2 min read

Ford Leverages AI to Accelerate Vehicle Design

Ford is deploying artificial intelligence (AI) agents to expedite the design and engineering of new vehicles, aiming to match the rapid innovation cycles of its competitors, the Wall Street Journal reports. Bryan Goodman, Ford's director of AI, highlighted the need to accelerate the design process.

"I personally think that Ford engineers as good of products as anyone in the world in automotive. But I think we have to speed up to be competitive. I look at the Chinese [original equipment manufacturers] and their engineering cycle times are quite fast," Goodman told the WSJ.

Ford's current design process involves sculpting physical models from clay, followed by extensive simulations and stress tests, a time-consuming approach. Goodman explained that while clay models remain valuable, AI can automate and accelerate key aspects of the design process.

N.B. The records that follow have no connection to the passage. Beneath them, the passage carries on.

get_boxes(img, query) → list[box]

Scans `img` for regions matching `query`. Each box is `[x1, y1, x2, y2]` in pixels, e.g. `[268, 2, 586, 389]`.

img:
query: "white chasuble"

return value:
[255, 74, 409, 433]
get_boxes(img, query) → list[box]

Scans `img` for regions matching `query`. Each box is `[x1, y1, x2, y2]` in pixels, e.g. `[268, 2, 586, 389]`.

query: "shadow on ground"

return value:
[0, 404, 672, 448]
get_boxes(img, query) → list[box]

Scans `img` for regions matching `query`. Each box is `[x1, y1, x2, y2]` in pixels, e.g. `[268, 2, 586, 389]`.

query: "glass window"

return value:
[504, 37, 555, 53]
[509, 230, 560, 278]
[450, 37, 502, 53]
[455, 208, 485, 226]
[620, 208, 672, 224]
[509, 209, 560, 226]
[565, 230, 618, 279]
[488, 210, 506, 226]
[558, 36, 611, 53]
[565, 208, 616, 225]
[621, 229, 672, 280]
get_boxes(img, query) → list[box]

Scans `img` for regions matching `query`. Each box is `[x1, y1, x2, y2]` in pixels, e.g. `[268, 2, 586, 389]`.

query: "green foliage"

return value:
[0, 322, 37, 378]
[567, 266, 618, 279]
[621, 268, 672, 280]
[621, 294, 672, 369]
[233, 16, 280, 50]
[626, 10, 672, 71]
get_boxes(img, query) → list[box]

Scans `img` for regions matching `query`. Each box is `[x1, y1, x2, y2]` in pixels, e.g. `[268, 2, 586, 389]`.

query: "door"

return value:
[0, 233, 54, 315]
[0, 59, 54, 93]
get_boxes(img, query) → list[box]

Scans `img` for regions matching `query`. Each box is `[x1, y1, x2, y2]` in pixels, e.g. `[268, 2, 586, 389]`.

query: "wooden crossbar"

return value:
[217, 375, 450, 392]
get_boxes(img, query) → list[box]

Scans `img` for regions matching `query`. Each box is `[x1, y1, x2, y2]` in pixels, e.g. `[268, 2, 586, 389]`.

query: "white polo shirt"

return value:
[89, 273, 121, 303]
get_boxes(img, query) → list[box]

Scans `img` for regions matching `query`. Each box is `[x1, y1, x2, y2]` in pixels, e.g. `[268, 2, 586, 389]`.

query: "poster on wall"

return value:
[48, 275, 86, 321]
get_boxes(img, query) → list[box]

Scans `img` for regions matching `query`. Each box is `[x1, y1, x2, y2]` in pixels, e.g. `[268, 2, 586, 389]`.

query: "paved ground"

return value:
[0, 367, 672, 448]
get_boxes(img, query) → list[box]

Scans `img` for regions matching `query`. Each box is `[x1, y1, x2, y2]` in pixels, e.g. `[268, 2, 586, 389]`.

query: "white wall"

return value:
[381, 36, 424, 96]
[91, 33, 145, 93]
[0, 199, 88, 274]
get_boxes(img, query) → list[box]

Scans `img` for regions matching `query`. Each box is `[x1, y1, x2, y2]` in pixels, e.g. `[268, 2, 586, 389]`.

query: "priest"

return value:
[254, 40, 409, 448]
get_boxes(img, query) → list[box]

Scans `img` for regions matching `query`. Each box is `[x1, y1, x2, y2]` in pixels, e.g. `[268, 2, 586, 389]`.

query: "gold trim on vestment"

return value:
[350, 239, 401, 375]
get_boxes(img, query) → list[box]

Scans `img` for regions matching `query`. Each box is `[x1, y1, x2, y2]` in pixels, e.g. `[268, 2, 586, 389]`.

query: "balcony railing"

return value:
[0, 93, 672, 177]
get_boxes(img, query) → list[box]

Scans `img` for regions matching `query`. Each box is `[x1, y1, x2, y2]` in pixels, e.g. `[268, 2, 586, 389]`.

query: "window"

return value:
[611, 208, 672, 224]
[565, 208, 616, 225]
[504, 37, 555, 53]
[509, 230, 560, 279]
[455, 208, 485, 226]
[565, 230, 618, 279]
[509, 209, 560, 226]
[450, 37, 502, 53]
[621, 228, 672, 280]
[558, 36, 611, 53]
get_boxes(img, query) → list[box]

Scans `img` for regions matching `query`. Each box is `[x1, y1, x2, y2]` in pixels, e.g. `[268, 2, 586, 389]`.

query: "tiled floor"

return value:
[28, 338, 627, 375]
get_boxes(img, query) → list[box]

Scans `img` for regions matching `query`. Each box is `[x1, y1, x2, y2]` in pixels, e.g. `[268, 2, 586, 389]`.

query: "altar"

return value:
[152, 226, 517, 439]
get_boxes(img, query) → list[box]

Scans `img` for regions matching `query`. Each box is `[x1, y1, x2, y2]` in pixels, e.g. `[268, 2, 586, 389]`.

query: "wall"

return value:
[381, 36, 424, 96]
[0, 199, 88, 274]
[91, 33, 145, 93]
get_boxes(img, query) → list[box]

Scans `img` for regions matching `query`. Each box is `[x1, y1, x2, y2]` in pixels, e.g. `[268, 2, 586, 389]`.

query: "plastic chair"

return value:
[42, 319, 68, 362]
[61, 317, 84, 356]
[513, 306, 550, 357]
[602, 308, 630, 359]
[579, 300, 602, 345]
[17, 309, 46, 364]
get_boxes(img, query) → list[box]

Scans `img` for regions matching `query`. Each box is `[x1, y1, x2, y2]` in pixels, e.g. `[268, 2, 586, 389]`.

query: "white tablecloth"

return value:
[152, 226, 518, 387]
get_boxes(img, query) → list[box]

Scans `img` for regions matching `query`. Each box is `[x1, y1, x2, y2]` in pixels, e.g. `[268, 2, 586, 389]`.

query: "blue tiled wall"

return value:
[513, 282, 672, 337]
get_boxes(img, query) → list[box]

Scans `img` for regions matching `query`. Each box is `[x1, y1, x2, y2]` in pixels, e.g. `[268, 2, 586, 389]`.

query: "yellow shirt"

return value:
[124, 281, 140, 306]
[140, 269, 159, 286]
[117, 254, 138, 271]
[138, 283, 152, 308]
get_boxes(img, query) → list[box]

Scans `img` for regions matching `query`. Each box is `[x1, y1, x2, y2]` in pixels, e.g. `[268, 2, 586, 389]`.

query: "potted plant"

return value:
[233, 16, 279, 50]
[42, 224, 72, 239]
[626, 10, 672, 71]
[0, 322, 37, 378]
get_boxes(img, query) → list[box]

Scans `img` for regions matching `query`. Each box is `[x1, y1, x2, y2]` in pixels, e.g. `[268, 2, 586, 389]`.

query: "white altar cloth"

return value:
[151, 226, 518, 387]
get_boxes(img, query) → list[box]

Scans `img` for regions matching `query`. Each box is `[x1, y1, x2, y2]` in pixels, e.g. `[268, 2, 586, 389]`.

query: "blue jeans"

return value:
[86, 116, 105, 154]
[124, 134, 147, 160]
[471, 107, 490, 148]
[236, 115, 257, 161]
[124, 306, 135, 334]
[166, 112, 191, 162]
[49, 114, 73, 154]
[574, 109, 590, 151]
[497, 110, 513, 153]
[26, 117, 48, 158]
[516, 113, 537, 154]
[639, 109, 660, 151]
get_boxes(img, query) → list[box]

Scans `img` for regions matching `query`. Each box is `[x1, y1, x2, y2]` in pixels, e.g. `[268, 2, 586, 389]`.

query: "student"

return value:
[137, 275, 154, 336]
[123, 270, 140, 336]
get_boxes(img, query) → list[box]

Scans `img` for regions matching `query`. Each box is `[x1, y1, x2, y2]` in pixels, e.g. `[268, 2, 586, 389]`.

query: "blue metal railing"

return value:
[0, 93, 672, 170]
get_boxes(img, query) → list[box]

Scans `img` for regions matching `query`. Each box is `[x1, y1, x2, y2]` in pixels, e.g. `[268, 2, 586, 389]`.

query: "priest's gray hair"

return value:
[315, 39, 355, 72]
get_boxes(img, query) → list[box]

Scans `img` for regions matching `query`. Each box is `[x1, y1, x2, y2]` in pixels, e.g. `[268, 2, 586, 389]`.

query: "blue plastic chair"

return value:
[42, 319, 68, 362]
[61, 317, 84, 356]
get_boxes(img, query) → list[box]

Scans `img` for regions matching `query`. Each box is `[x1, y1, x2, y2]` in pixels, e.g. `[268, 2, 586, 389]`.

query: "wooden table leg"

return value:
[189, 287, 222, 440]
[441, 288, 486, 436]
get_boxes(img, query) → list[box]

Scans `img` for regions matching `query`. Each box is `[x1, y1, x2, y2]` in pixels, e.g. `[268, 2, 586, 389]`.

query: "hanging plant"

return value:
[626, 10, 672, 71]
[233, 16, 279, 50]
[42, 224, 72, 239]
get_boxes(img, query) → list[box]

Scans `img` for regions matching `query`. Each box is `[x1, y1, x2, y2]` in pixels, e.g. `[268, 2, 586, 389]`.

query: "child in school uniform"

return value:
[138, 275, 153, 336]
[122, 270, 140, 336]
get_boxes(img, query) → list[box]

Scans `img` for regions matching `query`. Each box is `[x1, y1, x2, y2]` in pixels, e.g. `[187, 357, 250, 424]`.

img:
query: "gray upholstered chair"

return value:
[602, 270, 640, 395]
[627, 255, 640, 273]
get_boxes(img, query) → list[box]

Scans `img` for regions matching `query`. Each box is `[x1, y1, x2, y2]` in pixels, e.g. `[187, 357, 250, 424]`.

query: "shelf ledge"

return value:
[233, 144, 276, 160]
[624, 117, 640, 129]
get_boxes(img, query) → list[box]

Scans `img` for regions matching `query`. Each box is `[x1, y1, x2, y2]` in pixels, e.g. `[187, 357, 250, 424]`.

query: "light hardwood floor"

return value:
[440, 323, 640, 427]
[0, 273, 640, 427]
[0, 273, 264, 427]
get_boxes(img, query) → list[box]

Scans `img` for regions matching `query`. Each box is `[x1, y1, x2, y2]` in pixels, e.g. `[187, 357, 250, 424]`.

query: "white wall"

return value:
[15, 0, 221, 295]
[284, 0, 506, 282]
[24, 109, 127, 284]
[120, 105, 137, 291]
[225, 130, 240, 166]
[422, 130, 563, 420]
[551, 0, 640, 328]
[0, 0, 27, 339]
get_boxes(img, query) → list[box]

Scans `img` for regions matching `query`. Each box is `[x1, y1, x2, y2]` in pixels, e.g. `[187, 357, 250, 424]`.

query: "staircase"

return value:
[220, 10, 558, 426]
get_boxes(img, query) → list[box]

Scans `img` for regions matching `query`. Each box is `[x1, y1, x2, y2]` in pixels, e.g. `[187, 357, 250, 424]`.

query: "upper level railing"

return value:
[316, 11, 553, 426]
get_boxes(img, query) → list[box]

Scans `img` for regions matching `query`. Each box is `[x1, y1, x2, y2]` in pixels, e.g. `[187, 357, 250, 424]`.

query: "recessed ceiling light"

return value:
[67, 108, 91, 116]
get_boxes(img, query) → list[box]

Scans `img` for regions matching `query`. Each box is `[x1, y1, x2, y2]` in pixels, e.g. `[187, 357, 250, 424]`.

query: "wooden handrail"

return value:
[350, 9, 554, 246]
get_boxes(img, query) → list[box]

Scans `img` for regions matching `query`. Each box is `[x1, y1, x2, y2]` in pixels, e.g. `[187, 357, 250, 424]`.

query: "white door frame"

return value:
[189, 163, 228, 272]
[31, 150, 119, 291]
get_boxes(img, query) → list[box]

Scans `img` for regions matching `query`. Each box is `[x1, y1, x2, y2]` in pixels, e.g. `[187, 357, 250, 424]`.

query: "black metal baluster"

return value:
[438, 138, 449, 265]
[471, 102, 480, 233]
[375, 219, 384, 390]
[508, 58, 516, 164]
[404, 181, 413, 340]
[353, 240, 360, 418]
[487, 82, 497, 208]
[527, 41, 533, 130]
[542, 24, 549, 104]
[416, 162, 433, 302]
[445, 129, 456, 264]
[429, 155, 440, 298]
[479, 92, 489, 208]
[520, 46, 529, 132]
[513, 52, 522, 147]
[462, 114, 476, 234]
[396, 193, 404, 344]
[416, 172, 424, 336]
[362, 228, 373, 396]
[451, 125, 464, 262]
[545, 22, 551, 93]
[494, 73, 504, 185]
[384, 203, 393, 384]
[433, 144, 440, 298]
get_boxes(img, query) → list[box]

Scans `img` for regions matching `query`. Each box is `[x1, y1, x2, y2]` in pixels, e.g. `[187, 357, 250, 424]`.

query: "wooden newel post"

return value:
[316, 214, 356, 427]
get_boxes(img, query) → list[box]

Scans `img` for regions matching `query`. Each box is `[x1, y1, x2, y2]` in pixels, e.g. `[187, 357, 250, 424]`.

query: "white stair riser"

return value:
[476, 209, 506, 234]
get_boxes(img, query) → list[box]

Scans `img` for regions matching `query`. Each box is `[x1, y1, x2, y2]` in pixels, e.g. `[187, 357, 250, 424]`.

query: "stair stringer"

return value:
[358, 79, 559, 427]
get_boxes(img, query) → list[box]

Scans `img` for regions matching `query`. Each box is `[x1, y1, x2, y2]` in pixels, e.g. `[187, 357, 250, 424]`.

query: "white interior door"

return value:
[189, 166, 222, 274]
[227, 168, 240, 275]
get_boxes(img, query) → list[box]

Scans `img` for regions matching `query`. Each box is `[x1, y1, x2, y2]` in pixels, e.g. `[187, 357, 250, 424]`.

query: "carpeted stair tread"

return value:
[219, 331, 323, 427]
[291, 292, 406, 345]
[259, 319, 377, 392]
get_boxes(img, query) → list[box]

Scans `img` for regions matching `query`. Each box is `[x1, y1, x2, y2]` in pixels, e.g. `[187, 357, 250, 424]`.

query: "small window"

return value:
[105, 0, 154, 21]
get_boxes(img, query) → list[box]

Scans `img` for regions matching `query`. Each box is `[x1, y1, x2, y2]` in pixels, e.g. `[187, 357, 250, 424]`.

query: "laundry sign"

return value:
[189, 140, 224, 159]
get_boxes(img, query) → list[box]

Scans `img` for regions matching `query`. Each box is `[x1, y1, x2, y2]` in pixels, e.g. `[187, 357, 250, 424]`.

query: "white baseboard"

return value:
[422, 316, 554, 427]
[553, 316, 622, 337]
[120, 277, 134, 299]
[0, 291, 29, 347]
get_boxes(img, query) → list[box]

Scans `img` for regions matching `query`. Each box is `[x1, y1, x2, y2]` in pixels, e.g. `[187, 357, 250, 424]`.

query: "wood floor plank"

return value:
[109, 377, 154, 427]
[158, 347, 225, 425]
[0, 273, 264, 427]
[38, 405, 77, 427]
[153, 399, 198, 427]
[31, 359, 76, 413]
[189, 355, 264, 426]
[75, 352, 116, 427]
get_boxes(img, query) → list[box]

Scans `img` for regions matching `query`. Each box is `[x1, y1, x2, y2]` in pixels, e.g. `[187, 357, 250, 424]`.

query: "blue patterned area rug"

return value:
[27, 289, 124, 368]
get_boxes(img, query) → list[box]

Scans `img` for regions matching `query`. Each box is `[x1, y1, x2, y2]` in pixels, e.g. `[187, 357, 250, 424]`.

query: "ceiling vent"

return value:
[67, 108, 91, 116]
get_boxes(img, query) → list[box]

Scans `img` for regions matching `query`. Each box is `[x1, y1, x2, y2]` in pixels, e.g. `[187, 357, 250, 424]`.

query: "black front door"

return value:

Ford is utilizing a range of AI models from companies including OpenAI, Anthropic, and DeepSeek. The company is also upgrading its data centers to accommodate the next generation of Nvidia GPUs.

"The designers sculpt 3D vehicles in this red clay, but it’s very time consuming. They like to sketch, but that’s two-dimensional. By using AI, we can turn [those sketches] into three-dimensional models and renderings and connect that with engineering," Goodman explained to the WSJ.

Ford is training AI systems to predict stresses and conduct various physics-based tests, significantly reducing the time required for these analyses. For example, a computational fluid dynamics test that previously took 15 hours can now be completed in 10 seconds using an AI model.

The company is also leveraging AI agents, which string together various AI tasks.

"When we string them together: so the agent might be rendering and then creating a 3D model and then doing a stress analysis on it. That’s where I view this as agentic," Goodman stated.

Ford is using a diverse array of AI models, including those from OpenAI, Google, Anthropic, and open-source options. The company has also incorporated AI models from Meta and DeepSeek, a Chinese company.

"We have found it’s very good. But I don’t see it as being any better than the latest Anthropic and [Google] Gemini and OpenAI models. No better or worse. The really nice thing, though, is that it is open source. And because they shared everything with the world, I think we’re going to see a lot built on top of it," Goodman said.

Ford is running most of its AI computations on its own Nvidia GPUs, citing the high cost and availability issues associated with cloud-based GPU compute.

"We run most of that on our own GPUs. We have Nvidia GPUs. We have a few thousand. Five, six years ago, we moved everything to the cloud, except high-performance compute. GPU compute in the cloud has been crazy expensive and also just difficult to get. I don’t blame them for charging that much. Sometimes it just wasn’t available. It’s like Taylor Swift tickets. We’ve been fortunate having thousands of our own GPUs," Goodman explained.

Despite Nvidia's official announcement that its Blackwell chips are shipping, Ford has yet to receive any. Goodman also expressed reservations about Nvidia CEO Jensen Huang's assertion that Blackwell renders previous-generation Hopper chips obsolete.

"I don’t quite see it as they’re useless. He was, of course, trying to say that his new product is so much better than his old product, that he’s making his old product obsolete. But I suspect we’ll get a lot of use out of our Hopper GPUs the next few years. And we’re working on Blackwell. What I wish he would talk a little bit more about is the electricity requirements for Blackwell," Goodman stated.

Ford is facing significant challenges in upgrading its data center infrastructure to accommodate the high power consumption of Blackwell chips and future generations.